- Genre: Documentary
- Written by: Ed Singer
- Directed by: Kevin Burns Edith Becker
- Starring: George Lucas Mark Hamill
- Narrated by: Robert Clotworthy
- Composer: John Williams
- Country of origin: United States
- Original language: English

Production
- Producer: Edith Becker
- Editors: Troy Bogert David Comtois Scott B. Morgan Molly Shock
- Running time: 150 min
- Production companies: Prometheus Entertainment Fox Television Studios Lucasfilm Ltd.

Original release
- Network: A&E Network (edited)
- Release: October 2004

= Empire of Dreams: The Story of the Star Wars Trilogy =

2004 documentary film by Kevin Burns

Empire of Dreams: The Story of the Star Wars Trilogy is a 2004 documentary film directed by Kevin Burns and narrated by Robert Clotworthy. It documents the making of the original Star Wars trilogy: Star Wars (1977), The Empire Strikes Back (1980), and Return of the Jedi (1983), and their impact on popular culture.

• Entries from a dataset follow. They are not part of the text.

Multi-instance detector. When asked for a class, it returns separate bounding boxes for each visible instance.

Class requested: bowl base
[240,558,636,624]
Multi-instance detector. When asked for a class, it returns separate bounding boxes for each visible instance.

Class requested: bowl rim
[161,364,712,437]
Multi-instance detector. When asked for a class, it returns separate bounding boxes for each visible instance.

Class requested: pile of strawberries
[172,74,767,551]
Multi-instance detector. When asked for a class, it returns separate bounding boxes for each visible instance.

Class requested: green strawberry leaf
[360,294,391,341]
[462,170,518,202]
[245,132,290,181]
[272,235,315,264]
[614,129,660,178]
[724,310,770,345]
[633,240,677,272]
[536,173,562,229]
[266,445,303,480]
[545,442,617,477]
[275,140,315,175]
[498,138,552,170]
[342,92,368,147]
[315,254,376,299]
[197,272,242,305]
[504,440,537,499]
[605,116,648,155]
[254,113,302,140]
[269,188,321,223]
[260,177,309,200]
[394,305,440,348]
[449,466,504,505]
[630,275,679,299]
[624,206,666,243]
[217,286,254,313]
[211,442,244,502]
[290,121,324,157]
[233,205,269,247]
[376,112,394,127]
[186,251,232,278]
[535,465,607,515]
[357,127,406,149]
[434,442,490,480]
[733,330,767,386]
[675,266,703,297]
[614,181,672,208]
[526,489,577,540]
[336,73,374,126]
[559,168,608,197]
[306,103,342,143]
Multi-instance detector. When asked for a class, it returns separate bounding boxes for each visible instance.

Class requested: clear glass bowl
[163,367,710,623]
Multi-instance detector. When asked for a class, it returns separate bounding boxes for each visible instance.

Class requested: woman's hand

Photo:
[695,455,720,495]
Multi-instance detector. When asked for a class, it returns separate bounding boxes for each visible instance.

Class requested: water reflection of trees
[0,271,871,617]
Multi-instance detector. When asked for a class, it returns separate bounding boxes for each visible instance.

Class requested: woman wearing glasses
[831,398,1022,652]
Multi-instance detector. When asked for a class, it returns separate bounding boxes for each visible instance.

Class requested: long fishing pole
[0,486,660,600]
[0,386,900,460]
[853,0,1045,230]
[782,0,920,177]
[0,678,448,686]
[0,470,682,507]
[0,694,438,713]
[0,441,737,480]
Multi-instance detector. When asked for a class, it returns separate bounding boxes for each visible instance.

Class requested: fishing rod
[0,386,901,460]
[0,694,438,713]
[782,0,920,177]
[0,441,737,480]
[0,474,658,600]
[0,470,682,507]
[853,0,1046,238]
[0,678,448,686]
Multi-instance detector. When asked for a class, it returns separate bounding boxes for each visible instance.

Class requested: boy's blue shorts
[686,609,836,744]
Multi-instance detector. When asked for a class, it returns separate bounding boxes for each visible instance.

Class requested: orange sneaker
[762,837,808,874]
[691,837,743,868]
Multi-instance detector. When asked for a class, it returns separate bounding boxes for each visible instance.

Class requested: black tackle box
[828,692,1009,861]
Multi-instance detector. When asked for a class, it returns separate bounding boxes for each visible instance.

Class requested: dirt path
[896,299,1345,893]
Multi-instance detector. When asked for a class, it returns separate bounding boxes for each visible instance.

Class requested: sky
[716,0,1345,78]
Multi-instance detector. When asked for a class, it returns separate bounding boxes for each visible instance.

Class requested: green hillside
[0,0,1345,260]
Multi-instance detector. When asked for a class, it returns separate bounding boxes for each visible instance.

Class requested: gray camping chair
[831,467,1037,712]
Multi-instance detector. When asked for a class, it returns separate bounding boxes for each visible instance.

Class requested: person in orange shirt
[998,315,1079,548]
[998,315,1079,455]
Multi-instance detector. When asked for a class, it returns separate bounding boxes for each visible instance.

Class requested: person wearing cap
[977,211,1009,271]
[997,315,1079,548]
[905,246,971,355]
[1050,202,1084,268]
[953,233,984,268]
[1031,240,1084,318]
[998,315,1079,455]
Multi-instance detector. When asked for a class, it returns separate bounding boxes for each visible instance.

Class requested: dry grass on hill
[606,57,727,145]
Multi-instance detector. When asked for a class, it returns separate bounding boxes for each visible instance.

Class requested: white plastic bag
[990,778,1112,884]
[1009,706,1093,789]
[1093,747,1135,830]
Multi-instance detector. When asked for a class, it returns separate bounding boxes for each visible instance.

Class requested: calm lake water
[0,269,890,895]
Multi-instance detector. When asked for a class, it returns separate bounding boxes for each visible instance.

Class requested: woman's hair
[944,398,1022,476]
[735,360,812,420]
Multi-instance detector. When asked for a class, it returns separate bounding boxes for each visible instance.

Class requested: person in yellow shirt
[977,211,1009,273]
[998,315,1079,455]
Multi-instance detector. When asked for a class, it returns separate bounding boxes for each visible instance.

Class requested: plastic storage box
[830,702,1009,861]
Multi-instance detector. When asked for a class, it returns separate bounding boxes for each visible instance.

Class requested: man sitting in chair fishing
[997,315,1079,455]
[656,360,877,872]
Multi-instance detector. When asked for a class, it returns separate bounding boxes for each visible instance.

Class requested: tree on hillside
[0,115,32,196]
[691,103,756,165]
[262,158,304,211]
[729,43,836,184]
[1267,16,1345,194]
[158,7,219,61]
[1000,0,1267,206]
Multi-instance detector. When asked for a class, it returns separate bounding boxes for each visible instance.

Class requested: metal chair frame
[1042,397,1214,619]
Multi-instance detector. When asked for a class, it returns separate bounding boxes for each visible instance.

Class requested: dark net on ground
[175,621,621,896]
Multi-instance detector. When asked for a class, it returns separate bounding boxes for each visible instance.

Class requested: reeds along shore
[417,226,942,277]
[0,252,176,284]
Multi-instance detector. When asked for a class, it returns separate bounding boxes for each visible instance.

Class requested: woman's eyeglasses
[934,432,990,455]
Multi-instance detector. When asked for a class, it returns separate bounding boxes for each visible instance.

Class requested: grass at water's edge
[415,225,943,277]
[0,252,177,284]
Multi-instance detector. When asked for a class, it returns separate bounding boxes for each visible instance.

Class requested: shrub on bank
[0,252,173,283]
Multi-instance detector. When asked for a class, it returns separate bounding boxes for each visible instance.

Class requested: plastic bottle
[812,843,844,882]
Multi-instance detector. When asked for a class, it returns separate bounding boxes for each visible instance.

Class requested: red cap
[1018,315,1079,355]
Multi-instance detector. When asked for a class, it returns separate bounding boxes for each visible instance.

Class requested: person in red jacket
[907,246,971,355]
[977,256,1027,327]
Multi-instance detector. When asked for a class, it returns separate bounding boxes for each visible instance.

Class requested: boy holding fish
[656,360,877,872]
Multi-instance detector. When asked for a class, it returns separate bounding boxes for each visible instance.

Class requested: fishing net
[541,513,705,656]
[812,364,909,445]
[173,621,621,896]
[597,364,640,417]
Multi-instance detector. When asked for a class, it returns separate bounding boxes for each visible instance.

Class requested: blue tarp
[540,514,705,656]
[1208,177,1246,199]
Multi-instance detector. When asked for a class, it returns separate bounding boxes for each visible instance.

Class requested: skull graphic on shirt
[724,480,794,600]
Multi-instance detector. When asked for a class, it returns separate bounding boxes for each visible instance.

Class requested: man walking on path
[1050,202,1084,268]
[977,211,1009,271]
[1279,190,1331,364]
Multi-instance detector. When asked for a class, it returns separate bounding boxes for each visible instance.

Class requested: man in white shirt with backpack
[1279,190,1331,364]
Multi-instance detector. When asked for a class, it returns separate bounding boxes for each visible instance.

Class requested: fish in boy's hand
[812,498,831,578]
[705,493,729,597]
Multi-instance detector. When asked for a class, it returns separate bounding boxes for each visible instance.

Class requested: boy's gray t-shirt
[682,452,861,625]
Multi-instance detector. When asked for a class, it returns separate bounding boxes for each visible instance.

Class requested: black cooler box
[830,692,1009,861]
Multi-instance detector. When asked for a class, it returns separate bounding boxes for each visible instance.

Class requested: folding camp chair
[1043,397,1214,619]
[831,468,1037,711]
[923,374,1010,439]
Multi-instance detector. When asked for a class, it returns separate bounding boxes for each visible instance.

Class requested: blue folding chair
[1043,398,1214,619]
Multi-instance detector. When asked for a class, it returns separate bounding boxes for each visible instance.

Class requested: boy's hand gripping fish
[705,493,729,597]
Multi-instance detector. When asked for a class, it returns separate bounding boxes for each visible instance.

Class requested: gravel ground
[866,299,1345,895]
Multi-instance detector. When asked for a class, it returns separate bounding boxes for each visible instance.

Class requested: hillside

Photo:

The two-and-a-half-hour-long documentary was produced as a bonus disc for the DVD box set of the Star Wars Trilogy, released on September 21, 2004. A shortened version of the documentary premiered on the A&E Network later that fall. The TV version ran at around ninety minutes, cutting out nearly an hour of content.

==Content==
The documentary is strictly chronological, divided into five parts, from the beginning of George Lucas' career as a filmmaker, to the complicated production of Star Wars in 1976, to the impact of the film, and its sequels, have made on the world today. It features interviews with George Lucas and major cast and crew members. The documentary puts Star Wars into a sociological and political perspective by using interviews with spectators such as Walter Cronkite.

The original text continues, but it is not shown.